Coffee review

Top coffee production in the world

Published: 2024-09-17 Author: World Gafei
Last Updated: 2024/09/17, Coffee is produced all over the world. The coffee produced in some areas is of superior quality and enjoys a good reputation. It usually stems from its low yield and excellent taste, including Blue Mountains in Jamaica, KONA in Hawaii, and Peaberry in Tanzania. This kind of coffee is expensive because of its high quality and rarity. However, there is one kind of coffee that beats the above with its unique taste, rarity, and strange production process.

Coffee is produced all over the world. The coffee produced in some areas is of superior quality and enjoys a good reputation. It usually stems from its low yield and excellent taste, including Blue Mountains in Jamaica, KONA in Hawaii, and Peaberry in Tanzania. This kind of coffee is expensive because of its high quality and rarity.

However, there is one kind of coffee that beats the so-called top coffee listed above with its unique taste, rarity, and strange production process. The coffee, known as KOPI LUWAK (also known as Sumatran civet coffee, KOPI Indonesian, coffee, LUWAK Indonesian, Ruwak civet), produces only about 500lb a year and is precious because it is scarce. The price of KOPI LUWAK is $300a pound. The price may reflect its rare characteristics, while its "production" process can be described as "rare". LUWAK coffee is as expensive as gold and silver is not an infinite scenery on a fake island, but because of how it is produced.

OK, let's take a look at the production process of KOPI LUWAK coffee:

The iconic manual picking of top coffee

There is also a difference between the coffee beans picked, but those in the hands are not fully mature.

So manual sorting is needed.

This is the bagged civet cat, which is endemic to the island of Indonesia and belongs to the genus tree-borne civet. At first, the locals hated the raccoons because they often ate the ripe and reddest coffee fruits in the coffee trees.

But now the local people let them open to eat coffee fruit, look, a cat a large plate, a lot of cats are eating oh. Whether they are like the squirrels in Charlie's Chocolate Factory, but their role is much more important than squirrels.

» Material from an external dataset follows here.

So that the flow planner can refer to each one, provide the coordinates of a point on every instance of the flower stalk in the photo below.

Look at this bunch of coffee beans, let you have a bad association …...

You are right, they are indeed those raccoon cats excreted, undigested coffee seeds. Originally, I do not know who first thought that this kind of animal can eat, digest and defecate. Some are shameless, desperate, or simply because lazy locals pick out more complete beans wrapped in pulp slime from raccoon droppings. Perhaps it is through the fermentation of enzymes in the animal stomach that this kind of coffee bean has a unique flavor.

Since they are raccoons' poop, of course they should be carefully cleaned-but raccoons that specialize in coffee fruits also belong to eating fruit, jam and so on, and they must not be too dirty. I'm sorry to turn everyone's stomach. Because the stomach acid and enzymes in the digestive system of raccoons are very different from the fermentation process of coffee with water, the coffee is as thick as syrup.

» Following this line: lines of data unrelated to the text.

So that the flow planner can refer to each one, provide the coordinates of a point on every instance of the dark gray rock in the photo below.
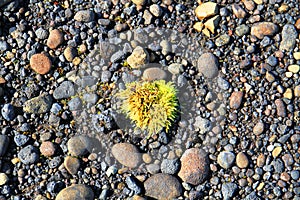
(65, 90)
(4, 142)
(8, 112)
(28, 155)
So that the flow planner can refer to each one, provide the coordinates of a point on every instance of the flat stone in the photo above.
(162, 186)
(76, 191)
(289, 36)
(84, 16)
(29, 155)
(154, 73)
(64, 90)
(259, 128)
(194, 166)
(242, 160)
(38, 105)
(79, 145)
(236, 99)
(72, 164)
(127, 154)
(280, 108)
(138, 58)
(47, 148)
(70, 53)
(4, 143)
(228, 190)
(212, 23)
(226, 159)
(261, 29)
(40, 63)
(208, 65)
(55, 39)
(206, 10)
(238, 11)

KOPI LUWAK coffee tastes mellow and lubricated. Coffee as thick as chocolate pulp gives your tongue a long and clear aftertaste.

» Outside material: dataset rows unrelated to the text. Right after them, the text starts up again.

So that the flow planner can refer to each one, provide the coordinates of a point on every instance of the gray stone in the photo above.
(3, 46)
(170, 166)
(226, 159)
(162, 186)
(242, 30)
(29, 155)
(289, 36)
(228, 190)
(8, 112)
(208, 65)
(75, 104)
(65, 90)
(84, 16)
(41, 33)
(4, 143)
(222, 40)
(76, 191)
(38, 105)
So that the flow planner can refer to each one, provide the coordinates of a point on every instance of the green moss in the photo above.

Traditionally, coffee fruit is washed or tanned to remove the peel, pulp and sheep skin, and finally take out the coffee beans. However, Luwak uses the method of natural fermentation in the body to remove the coffee beans, so it has a special flavor. In the mountains of Indonesia, there is a kind of civet named Luwak that likes to eat oar coffee fruit, but the hard coffee seeds cannot be digested. With the excrement, Indonesians find that the coffee beans fermented by civets' intestines and stomach are very thick and mellow, so they collect civets' feces, sift them out, and brew them to drink. Due to the scarcity of production, the price remains high. It was the world's most valuable coffee that first introduced Ruwak coffee to the United States (M.P. Mountanos) pointed out that at first, when I heard about this kind of coffee fermented in the body, I thought it was a joke in the industry, but I didn't take it seriously. it was only when I saw a special report on Ruwak coffee in National Geographic that I became interested in her. it took seven years to find a stable supply and began to introduce a small amount to the United States.

Have you seen the movie bucket list? Morgan Freeman and Jackie Coulson acted in an old show. Jack's old rich man specializes in this kind of expensive coffee. Freeman laughed when he heard about it, because he knew the coffee was collected from the droppings of a raccoon cat. It is a more interesting part in the movie.